UIC was full and sent her to Lutheran General Hospital in Park Ridge. When she arrived on May 27, she had already been through four different combinations of anti-psychotic, anti-anxiety and anti-depressant drugs, as well as the electroconvulsive therapy.

Twice, Melanie had stopped the ECT treatment and she refused to start up again at Lutheran General. At the hospital, she was suspected of spitting out her medication at least once.

She wanted to get out and, her mother thought, was trying to fool people to do it. At one point, her records show, she described her mood as "calm," even though she sat with her hands clenched. When she was asked what she needed to get back to her old self, she answered, "Organization."

To that end, she drew up a timetable of her plans to integrate herself into Sommer's life. When she was released after five days, she took it with her.

Almost every day, Melanie visited her daughter, who was staying with one of her aunts, Joyce Oates. Melanie always plucked at Sommer's clothes or fussed with her hair, tics that never quite masked the fact that she rarely held or cuddled her.

Her family could see that her smiles were forced and her arms stiff. Sometimes, the only physical attention she could give Sommer was to clip her fingernails.

If Melanie ever had thoughts of hurting her daughter, she didn't tell anyone, but her aunt Joyce was concerned enough that she didn't leave Melanie alone with the baby.

On June 6, five days after Melanie came home from the hospital, she told Joyce she wanted to learn her daughter's bedtime routine. She watched as her aunt fed and bathed Sommer.

Joyce lay the baby's nightgown on the bed and asked Melanie to put it on her. Melanie picked it up and stared at it. Then, she put the nightgown back on the bed.

"I can't do it," Joyce remembers her saying.

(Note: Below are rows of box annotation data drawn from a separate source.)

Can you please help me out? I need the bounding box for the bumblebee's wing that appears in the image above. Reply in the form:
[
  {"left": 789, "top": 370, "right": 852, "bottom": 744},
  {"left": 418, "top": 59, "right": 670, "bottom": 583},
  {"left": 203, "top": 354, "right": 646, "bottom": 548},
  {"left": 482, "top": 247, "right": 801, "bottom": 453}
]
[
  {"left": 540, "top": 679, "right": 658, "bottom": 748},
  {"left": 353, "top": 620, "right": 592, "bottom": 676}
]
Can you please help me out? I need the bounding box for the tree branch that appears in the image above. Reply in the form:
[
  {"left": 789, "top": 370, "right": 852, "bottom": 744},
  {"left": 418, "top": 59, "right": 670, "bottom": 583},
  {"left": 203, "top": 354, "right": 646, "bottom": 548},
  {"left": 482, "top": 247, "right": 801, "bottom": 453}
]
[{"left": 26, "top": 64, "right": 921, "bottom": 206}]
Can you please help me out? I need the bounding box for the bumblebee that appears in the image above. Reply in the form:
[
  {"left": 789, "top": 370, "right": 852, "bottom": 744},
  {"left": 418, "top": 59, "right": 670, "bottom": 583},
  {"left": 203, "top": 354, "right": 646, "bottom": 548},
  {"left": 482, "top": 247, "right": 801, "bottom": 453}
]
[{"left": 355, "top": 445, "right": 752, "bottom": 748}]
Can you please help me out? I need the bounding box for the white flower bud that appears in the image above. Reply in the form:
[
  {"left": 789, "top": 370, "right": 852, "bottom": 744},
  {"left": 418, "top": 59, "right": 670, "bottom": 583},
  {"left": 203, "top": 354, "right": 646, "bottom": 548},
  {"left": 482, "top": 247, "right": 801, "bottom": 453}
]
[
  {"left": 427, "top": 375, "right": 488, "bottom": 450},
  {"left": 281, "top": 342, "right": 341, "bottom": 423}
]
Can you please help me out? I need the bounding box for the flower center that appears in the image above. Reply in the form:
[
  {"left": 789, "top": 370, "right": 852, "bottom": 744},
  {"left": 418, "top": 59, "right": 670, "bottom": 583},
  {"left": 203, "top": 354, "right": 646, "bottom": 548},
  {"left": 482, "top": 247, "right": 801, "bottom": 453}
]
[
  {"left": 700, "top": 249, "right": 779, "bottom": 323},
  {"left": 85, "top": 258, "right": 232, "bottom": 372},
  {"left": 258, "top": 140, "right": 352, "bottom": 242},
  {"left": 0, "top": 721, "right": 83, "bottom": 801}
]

She turned around and went back to the living room.

It was the last time her daughter saw her.

Goodbyes to all

Melanie tried to say goodbye.

Early the next morning, she called her mother and told her she had been a good parent. Her father got a telephone call, too, while he was shaving. She said she loved him.

For Sam, there was a note tucked under a corner of a photo album she placed on the kitchen table.